Canada's Inuit facing 'cultural genocide,' says Arctic expert, via CanWest News Service: Some Inuit believe climate change could bring about a "cultural genocide" as their hunting way of life melts with the sea ice, an Arctic expert told a breakfast meeting of parliamentarians on Thursday. "There's a cultural genocide implied," said Franklyn Griffiths, a retired University of Toronto political science professor and expert on Arctic and Russian affairs. "That is my phrase, not something they'd use." With climate change, the physical basis for Inuit culture will disappear, he said in an interview later. "They won't be able to practise a hunting culture at all."

Griffiths traveled extensively throughout the Arctic last spring to interview Inuit hunters and elders about their attitudes on climate change. A small but strong minority is concerned climate change will kill the traditional Inuit way of life - based on hunting and fishing on sea ice - that in turn threatens their identity as a people. "There's a real worry that the physical basis for the culture will be wiped out," Griffiths said. "Hunting will become the equivalent of picnics. It's all over, that way. No longer are they Inuit." Although the majority of Inuit he interviewed believed they would adapt to climate change, Griffiths said he is worried about their culture. "I think there is a real risk of Inuit culture being wiped out," he said, "but when and how fast that happens, I don't really know."

Last week, Louis Fortier, scientific director of the Canadian research network ArcticNet, said the worst case scenarios about melting sea ice are coming true and the Arctic Ocean could be ice-free in summertime as soon as 2010 or 2015. Previous forecasts had pegged the year at 2050. "If reputable scientists are saying that, then (cultural genocide) isn't too strong a term," New Democrat MP Denise Savoie said. "Aside from the loss in terms of nature, it's also a huge loss culturally."

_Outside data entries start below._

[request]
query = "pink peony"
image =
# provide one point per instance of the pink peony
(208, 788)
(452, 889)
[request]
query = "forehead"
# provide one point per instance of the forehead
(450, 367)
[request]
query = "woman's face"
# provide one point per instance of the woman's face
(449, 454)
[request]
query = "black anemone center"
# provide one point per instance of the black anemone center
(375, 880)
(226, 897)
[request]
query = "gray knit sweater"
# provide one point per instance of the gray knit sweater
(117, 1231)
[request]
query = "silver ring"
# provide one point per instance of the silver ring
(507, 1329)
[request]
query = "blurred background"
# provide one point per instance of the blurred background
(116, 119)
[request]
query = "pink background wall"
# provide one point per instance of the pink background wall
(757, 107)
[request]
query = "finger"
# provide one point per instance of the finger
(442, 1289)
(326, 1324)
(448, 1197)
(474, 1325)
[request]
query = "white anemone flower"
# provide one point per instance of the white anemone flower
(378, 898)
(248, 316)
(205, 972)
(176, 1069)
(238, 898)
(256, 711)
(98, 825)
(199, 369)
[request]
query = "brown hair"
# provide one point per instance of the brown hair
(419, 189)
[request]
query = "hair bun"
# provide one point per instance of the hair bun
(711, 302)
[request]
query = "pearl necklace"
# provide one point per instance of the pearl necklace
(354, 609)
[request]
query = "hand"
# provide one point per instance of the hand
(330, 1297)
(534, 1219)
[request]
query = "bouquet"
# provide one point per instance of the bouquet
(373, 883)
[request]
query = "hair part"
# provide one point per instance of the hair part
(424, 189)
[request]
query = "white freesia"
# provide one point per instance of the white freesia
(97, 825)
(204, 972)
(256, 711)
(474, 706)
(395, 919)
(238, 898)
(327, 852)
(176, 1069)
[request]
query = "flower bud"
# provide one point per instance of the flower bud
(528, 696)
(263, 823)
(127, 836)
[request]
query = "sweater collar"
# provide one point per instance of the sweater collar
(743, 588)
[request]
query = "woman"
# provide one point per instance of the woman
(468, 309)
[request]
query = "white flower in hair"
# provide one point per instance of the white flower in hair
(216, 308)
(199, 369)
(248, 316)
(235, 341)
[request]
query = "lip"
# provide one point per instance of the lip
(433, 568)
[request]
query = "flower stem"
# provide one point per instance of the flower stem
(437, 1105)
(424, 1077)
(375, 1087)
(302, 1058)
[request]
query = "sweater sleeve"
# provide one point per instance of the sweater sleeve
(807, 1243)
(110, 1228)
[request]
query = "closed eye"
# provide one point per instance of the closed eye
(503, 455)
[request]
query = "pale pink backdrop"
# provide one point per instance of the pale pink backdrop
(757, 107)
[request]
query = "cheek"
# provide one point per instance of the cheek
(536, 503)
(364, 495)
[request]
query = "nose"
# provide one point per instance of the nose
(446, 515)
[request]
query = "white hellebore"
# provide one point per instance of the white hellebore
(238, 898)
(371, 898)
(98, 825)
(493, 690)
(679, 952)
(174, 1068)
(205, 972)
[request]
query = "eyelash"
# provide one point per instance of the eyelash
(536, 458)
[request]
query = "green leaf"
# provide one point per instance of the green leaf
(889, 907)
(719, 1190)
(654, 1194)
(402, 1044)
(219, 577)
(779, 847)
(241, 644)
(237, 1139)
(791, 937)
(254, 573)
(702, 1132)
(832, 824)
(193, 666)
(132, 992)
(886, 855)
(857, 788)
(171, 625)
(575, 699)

Bloc Quebecois MP Yvon Levesque, who represents the far north Quebec riding of Abitibi-James-Bay-Nunavik-Eeyou, said he wouldn't use the term "genocide" but he agreed the Inuit culture is threatened by climate change. Levesque said he has seen a change in sea ice himself just in the past three years. In June 2004 the sea ice was against the coast in his riding, and last May it was gone. Liberal MP Larry Bagnell also underscored Griffiths' worry, citing the Gwitchin First Nations people in his Yukon riding who depend on hunting the Porcupine caribou. Their migration patterns and calving are already showing signs of change. "Global warming can easily affect that and it would basically lead to the elimination of the Gwitchin people," Bagnell said. "I would agree that with global warming, we're certainly going to lose the Inuit people as we know them today because obviously their patterns, their life, their culture is going to have to change."

Griffiths said the Inuit could be seen as today's DEW line - the Distant Early Warning system established across the north to warn of imminent Soviet attack. "There is a potential catastrophe coming our way," he told parliamentarians. "What are we doing? We're sitting here eating our scrambled eggs."